For the workings of the programs mentioned:
They simply read the floppy using OS calls to deliver one or more sectors within a track.
Some advanced (modern) can do more like low level reading and measure time to show real distribution.
How do both applications know the start of the first sector and the end of a the last sector of a floppy disk,
By simply reading it?
The shown programs work by reading logical sectors with the usual OS calls. They simply read each sector in ascending order, from 0 to max (as set by the OS) using the OS function to read a sector - the very same way as any other access does.
in order to accurately visualize it on an image (FDM) or progress-like bar (NDD)?
Reading is all done on a logical level and, except for the very last picture, they display only an assumed, logical structure, not a real distribution. These images are abstract representation of the data gathered to make reading easy, not really low level positional information.
When is the disk in the proper direction visualized, assuming sector 1 starts at position twelve-o'clock on the left visualization and on 0% in the second visualization. Or more broadly how does a floppy drive (driver) identify the unique sectors?
Like it is always identified when reading, by it's header?
Also if I understand it correctly the formatting type determines the sector structure so in order to analyse and visualize the bad sectors, firstly the formatting type needs to be determined and understood in order to visualize?
No, it doesn't. At least not for those basic graphics.
Format information is provided by the OS. Neither of the programs bypasses the OS when reading. It's just the high level information presented in a nice circle or sequence of blocks.
Now, of course it's possible to do a more in depth analysis by using direct, low level hardware access. Programms doing so will need their own floppy drivers on modern OS (*1), while on classic DOS they would simply operate FDC and timer direct. This would start by direct reading a track. Either using a read track command and analyse the data stream delivered by the FDC or reading each sector of a track while measuring access time.
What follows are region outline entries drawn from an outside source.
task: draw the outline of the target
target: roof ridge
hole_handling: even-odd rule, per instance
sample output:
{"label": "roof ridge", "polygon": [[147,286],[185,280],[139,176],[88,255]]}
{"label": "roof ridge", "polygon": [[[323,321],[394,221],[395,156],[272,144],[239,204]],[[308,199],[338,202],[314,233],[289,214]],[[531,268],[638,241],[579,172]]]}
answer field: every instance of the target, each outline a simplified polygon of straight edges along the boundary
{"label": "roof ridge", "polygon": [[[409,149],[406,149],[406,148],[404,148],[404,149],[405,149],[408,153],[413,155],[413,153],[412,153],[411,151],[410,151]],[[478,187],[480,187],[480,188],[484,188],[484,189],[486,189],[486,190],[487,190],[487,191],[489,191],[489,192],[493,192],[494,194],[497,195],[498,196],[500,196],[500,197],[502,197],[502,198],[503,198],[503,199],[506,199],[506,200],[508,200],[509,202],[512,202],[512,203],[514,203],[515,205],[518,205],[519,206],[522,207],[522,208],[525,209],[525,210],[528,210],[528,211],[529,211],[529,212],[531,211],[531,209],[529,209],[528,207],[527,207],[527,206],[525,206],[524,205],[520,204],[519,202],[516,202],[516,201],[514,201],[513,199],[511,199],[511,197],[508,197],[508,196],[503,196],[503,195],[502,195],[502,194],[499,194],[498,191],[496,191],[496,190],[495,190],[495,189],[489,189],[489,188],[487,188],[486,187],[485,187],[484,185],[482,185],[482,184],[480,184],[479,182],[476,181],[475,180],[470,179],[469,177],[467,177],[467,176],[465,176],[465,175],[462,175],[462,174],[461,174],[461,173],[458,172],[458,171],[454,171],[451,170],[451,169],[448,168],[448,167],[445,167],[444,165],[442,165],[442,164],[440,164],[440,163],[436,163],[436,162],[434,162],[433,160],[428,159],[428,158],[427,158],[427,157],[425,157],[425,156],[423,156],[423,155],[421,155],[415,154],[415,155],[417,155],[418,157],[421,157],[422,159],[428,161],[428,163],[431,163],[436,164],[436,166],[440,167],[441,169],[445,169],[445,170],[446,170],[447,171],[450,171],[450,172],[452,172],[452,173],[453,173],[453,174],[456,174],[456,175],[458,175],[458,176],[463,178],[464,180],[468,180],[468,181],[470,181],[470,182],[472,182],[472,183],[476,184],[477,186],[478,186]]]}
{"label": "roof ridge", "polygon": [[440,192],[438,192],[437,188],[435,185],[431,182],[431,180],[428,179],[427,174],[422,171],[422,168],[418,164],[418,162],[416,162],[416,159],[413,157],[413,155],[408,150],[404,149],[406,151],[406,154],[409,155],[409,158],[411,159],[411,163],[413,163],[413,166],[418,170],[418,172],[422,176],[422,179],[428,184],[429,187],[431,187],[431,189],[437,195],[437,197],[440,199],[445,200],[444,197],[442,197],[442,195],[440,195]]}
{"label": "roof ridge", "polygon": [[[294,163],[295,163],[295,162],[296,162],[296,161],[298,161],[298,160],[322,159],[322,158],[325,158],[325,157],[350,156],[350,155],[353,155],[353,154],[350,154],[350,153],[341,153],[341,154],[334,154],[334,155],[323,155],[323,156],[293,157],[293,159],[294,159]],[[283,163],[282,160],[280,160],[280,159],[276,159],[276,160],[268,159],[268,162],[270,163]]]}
Positioning of sectors relative to each other can be calculated from the read data when reading track, or from a timer counting. Relative positioning between tracks can as well be based thereon, as disk rotational speed is constant. At least as long as the drive doesn't stop inbetween :))
Of course it may be useful to determinate the exact speed an individual drive is running at first. This can easy be done by reading the same sector (like the first one) twice and measuring the waiting time between these two reads - better to do that a few times to get a more reliable measurement.
By measuring each access time for each sector on each track a nice picture of the real distribution can be drawn - unlike the abstract ones offered by NDD or FDM.
*1 - Some information could be gathered without a dedicated driver by timing based guessing ... err ... statistics, but this depends quite a lot on OS behaviour.